Lastly, I saw many amazingly expensive turntables, but few were in use - and digital sadly ruled the show, with lots of TIDAL/MQA streaming setups in use. I did hear a nice Triangle Art setup.
In the main expo, I picked up a SWEET 6 record Stevie Ray Vaughan 45 RPM limited edition remaster setup from Acoustic sounds. I talked to Chad Kassem himself about it before I pulled the trigger. It wasn’t cheap at four bills, but I love SRV - so it will be worth every penny.
My only gripe was a lack of restrooms on each floor (you had to go down to the main floor or sneak into a demo-rooms bathroom) and a lack of listening etiquette with some attendees (if you are in a stereo listening room and folks are waiting in a line for the center seats to open up to give a proper stereo listen, be it in the front, middle or back center), it is not polite (in my opinion) to go sit in the front row in a left or right (off center-line) seat where your head and body block the direct path from either the left or right speakers to the center listeners! Perhaps they thought they were being polite by not taking a coveted center-seat, but it screwed up more than one room where I was trying to get a good listen to the equipment. Many of the vendors were talking too much in their rooms as well. I think they should just let people listen, or take the side conversations into the hallway.

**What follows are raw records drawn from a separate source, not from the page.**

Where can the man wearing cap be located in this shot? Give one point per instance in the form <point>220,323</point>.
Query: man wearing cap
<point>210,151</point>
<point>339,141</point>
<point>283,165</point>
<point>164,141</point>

I can’t say I’d go every year as a consumer, but I am glad I did this time, and I had a blast with my buddy Mike. It proved to me what I’ve always known - that my two ears and the squishy gray matter between them are the best way to judge equipment and speakers. It did also confirm that a lot of the stuff that gets consistently hyped (Wilson, GoldenEar, Sonus Faber, Emotiva, ARC, Martin-Logan, Magico) gets hyped for a reason...it is because it sounds good to a lot of people!